Smart Is Overrated
The suggestion of this article is that smartness is a detriment to happiness, not the way to it.
Wait, Wha??
OK, I’ll put it another way: the reason you struggle in life is because you’re too reliant on intelligence as a source of happiness. And, you rely on that intelligence to navigate a life that was meant to be explored and experienced, not calculated.
You can’t outsmart your internal struggles.
Yet, most everywhere you turn, being “smart” is touted as a primary key to success of all kinds — financial and otherwise. What’s missing is the part of you that is not smart, just happy.
“Smart” — by any reasonable definition — is the ability to calculate a future scenario, taking action based on that prediction, having that prediction play out as calculated, and the realizing some reward for that calculation; usually financial.
Contrast that with the quality known as “life”, which is, instead, a series of random and unknowable developments that evoke wonder and surprise. “Life” is the symbol for ‘an experience to be enjoyed and wondered at’. This is the first priority of our humanity.
Here’s what is often missed in this discussion: given that the future contains infinite and unknowable possibilities, smart is only smart in hindsight, and only as an observation. It is not a skill or attribute with a predictable result. Most likely, it is much closer to the notion of luck.
In other words, smart is only a designation assigned by others, and about others, on the outside looking in, and then reported on in hindsight and as a statement of fact. It is never an assessment of yourself and your actions. Yet, we talk about it as a universal truth that can be understood, learned, and modeled.
How all of this relates to basic garden-variety happiness is this:
Happiness can be said to be the eager anticipation of life’s unknowable and unpredictable — but always wonderous — developments. Anything that even suggests it can be foretold and learned is, by definition, not life. It is, instead, what computers do.
Is a computer happy?
Here’s the story of life — your life: it is messy, illogical, and random. This is the stuff computers were designed to rid from our lives. Yet, life continues to be full of ups and downs, surprising developments, and unknowability. And, we wouldn’t want it any other way.
For life to be any more perfect, predictable, and smart would just be just less of it.
Life is the only quality that provides for an experience we know of as “happy”. More life equals more happy; in all its messy, illogical, and stupidly-random glory.
What we call stupid is a failure to plan for avoiding some future threat. But, stupid — like smart — is also just an observation made in hindsight by others, and about others.
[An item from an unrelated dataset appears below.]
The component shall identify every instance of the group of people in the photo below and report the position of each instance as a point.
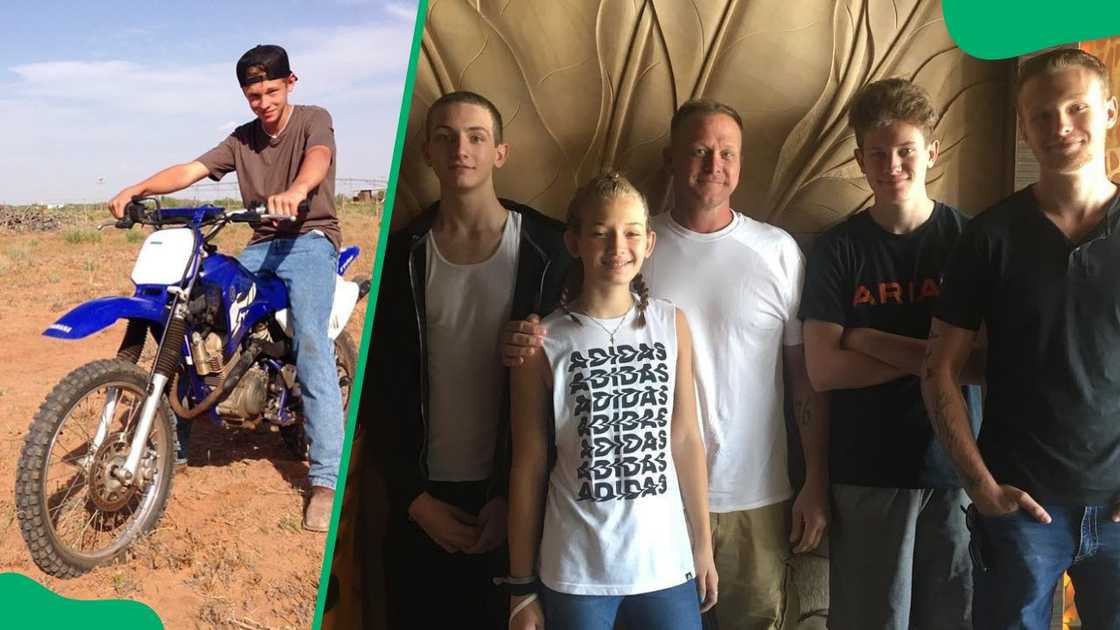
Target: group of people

All of that is a distraction from the life you seek.
If you are struggling to find more of those magical moments in life that are full of laughter, love, and creativity, I would like to suggest that you abandon any attempt to make “smart” plans for the future; yours or anyone else’s.
Or, at least, when you do, you are acutely aware of how this is a distraction from the enjoyment of life, not the way to it.
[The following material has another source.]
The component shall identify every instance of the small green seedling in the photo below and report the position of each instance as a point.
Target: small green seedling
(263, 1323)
For example, ‘smart planning for retirement’ is code for suffering countless indignities on your way there, including years of unfulfilling work, for the promise of some magic future where all will be perfect.
This notion is clearly an attempt to avoid the perceived threat of poverty in old age; and planted there by those invested in seeing you sacrifice your own dignity for someone else’s gain.
This is not to say that taking a few simple and well-known steps to conduct a responsible life can’t be a part of a fulfilled future also. But, the overriding reality is that the unknowable aspects of life will have a greater influence on your future than any well-conceived plan ever will.
All of this “smart planning” actually diminishes your influence on the future because you are living in constant fear of one tiny possibility for your future. A life lived in fear is not a powerful or fulfilling life.
Fear is the myopic focus on survival. Everything we do in life that does not enhance the experience that life is a product of fear. The pursuit of both “smart”, and an avoidance of “stupid”, are more evidence of that fear.
To be fearless is another way of saying “to be content and satisfied with your life”.
The notions of smart and/or stupid have no place in a life of internal peace and satisfaction. Satisfaction with life is the path I wish to travel, and the one that I will write about as I go. It is a path of allowing life to reveal all of its unpredictable and unimaginable secrets and gifts by honoring the stupidity of it all.